La raigambre universitaria del FA les ha permitido, además, cierto puritanismo propio de quienes no trabajan ni pagan cuentas. “No al lucro” tiene un eco calvinista. Pureza que se conserva al saltar directamente de las salas de clases a las del Congreso. Manos no sólo limpias, sino vírgenes. Esto genera roces con la generación del “destape”, pero rinde mucho en un contexto en que la mayoría cree que toda la clase dirigente es corrupta. Así, ejercen un liderazgo moral muy afín a las redes sociales.

Han confluido, además, con otros grupos de interés. Aquí sin mucho puritanismo. Personajes truchos como Luis Mesina y Esteban Maturana, les permiten ir sumando “sueños de gratuidad” y ampliar y diversificar la cartera de clientes. El presupuesto no es infinito, pero en ponerse en la fila no hay engaño (pero sí votos).

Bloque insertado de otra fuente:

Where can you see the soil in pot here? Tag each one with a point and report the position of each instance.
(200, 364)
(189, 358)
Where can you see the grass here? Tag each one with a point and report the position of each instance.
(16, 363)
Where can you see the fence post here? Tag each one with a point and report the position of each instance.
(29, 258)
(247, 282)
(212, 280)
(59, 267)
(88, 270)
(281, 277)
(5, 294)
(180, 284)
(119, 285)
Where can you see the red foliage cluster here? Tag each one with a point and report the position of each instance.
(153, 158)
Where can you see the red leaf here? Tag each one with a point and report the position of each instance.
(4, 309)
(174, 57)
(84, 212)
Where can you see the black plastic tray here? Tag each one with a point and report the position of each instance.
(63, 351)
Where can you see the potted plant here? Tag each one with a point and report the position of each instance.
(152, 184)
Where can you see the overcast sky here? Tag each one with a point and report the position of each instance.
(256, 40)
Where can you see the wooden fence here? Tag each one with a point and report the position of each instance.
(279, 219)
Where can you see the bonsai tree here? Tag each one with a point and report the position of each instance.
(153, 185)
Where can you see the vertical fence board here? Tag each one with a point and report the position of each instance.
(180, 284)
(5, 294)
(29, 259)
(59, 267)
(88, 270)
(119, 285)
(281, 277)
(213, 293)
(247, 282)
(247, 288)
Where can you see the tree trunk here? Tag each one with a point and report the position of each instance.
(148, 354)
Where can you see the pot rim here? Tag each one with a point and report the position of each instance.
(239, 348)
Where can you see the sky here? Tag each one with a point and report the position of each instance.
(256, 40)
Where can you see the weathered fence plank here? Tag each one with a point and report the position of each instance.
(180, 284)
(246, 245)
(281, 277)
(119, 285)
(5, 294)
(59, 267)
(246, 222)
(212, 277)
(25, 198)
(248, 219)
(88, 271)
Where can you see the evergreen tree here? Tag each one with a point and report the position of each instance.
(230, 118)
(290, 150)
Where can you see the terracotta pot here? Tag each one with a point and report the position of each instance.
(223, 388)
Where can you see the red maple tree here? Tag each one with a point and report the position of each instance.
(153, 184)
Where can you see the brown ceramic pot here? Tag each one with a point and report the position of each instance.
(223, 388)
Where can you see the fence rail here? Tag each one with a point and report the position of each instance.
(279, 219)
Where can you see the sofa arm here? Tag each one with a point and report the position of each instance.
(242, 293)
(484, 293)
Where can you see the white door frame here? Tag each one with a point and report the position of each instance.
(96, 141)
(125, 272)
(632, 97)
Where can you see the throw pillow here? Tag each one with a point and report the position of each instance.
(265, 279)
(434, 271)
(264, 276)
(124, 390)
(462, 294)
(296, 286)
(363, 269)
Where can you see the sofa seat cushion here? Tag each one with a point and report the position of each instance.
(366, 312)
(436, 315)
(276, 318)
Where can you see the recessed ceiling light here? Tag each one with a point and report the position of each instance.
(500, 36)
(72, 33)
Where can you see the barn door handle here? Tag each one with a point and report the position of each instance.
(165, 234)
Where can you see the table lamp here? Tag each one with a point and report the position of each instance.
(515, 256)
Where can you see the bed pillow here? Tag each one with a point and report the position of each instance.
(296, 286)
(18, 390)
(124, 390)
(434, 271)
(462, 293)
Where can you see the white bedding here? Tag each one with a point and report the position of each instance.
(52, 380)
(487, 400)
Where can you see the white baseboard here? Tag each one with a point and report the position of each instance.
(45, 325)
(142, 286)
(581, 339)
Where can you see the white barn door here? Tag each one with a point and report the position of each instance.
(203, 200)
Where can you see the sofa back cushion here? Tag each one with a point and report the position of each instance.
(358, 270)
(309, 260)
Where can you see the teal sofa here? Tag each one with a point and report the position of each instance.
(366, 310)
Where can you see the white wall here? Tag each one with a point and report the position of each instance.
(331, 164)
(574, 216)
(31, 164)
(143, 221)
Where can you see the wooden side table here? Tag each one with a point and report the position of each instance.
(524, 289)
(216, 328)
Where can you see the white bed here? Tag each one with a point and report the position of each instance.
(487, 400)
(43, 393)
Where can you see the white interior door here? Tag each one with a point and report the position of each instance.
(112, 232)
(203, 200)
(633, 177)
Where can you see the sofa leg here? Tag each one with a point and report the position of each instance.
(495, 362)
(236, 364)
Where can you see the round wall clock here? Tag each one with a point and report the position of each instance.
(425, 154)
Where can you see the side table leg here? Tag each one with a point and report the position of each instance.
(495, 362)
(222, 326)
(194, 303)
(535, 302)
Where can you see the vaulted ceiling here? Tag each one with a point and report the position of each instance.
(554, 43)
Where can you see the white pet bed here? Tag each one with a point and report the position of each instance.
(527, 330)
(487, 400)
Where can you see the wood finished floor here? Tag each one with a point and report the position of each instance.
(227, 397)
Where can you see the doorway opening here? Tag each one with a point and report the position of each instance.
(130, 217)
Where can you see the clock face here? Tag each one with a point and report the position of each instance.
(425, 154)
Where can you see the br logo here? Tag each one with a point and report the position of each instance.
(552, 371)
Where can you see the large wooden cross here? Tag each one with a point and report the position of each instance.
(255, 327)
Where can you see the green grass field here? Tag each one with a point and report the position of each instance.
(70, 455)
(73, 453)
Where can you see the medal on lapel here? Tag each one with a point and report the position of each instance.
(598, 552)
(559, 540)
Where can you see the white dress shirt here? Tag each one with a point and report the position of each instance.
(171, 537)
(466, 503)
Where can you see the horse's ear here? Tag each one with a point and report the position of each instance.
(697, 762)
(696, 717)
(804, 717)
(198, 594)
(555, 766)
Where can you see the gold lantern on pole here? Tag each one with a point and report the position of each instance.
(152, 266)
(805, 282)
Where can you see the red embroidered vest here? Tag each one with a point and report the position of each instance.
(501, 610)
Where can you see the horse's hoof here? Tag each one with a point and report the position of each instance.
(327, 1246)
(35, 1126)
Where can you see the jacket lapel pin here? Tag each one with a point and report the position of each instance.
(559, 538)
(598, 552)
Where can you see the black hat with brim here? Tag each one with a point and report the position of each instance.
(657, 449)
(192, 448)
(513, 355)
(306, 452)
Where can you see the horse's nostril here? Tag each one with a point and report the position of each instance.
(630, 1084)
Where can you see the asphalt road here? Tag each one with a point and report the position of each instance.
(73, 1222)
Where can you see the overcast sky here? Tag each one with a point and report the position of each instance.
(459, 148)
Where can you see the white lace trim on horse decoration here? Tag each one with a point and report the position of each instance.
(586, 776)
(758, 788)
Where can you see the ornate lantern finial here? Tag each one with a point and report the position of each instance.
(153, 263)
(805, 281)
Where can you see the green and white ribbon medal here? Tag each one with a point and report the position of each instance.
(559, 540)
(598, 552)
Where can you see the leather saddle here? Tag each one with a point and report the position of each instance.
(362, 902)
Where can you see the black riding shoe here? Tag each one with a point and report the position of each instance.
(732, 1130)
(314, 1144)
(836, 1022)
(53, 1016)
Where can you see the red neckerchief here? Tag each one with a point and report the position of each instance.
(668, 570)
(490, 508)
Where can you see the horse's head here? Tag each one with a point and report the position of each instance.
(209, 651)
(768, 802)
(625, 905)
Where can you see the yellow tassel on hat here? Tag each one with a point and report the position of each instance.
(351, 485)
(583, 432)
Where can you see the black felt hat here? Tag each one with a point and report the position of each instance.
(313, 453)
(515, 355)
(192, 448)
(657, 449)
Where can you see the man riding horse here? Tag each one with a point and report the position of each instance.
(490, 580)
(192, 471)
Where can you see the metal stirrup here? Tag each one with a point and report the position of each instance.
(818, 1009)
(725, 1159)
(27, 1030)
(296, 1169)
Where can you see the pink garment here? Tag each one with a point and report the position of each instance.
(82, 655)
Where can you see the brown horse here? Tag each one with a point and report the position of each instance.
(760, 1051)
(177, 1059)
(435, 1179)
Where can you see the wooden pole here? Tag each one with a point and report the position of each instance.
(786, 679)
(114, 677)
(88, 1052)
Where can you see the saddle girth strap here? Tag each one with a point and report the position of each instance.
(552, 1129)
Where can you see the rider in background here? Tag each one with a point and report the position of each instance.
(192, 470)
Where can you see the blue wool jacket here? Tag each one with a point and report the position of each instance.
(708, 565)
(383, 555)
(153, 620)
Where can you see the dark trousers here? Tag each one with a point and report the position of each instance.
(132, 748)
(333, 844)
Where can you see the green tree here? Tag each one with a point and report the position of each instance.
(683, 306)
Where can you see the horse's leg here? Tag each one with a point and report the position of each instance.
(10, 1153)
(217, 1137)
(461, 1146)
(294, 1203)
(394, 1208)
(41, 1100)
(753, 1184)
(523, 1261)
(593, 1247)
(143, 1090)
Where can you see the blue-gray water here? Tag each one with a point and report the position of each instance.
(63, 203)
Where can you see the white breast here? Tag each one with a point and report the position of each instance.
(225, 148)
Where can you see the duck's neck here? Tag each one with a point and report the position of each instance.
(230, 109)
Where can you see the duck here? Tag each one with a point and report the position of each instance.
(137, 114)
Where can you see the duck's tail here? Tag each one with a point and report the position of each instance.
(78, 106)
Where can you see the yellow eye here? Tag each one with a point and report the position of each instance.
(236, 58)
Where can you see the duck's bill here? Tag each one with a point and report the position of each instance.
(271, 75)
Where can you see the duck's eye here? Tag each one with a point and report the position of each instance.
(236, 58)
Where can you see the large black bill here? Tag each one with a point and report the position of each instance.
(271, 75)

Programáticamente, su propuesta ha terminado siendo una inflación ilimitada de derechos cuyo contenido y forma de realización queda en manos de la autoridad política, una expansión indiscriminada del poder y la infraestructura estatal, una asamblea constituyente para asegurar esa expansión y una agenda expropiatoria contra “los ricos”. “Acabar con el neoliberalismo”, le dicen. Para entender la dirección de esta agenda hay que leer La razón populista, de Ernesto Laclau; Neoliberalismo con rostro humano, de Fernando Atria; Perfilar la nueva sociedad desde las luchas actuales, de Carlos Ruiz, y Hegemonía y estrategia socialista, de Laclau y Chantal Mouffe. Googlee no más.

La mayoría, por último, no son chavistas, aunque no condenen al chavismo, que ven como un primo pobre. Por eso se ríen de Érika Olivera cuando dice que siguiéndolos podríamos terminar en Venezuela. Ellos piensan más bien en Noruega y Finlandia. Sin embargo, nunca explican por qué sería más probable, a partir de sus recetas, convertirnos en un país nórdico que en otro Estado benefactor fallido latinoamericano.

Después de todo, el clientelismo con las clases medias no tiene un muy buen prontuario, tal como ilustra el desdesarrollo argentino que celebraba Laclau desde su cómoda y lejana casa en Londres.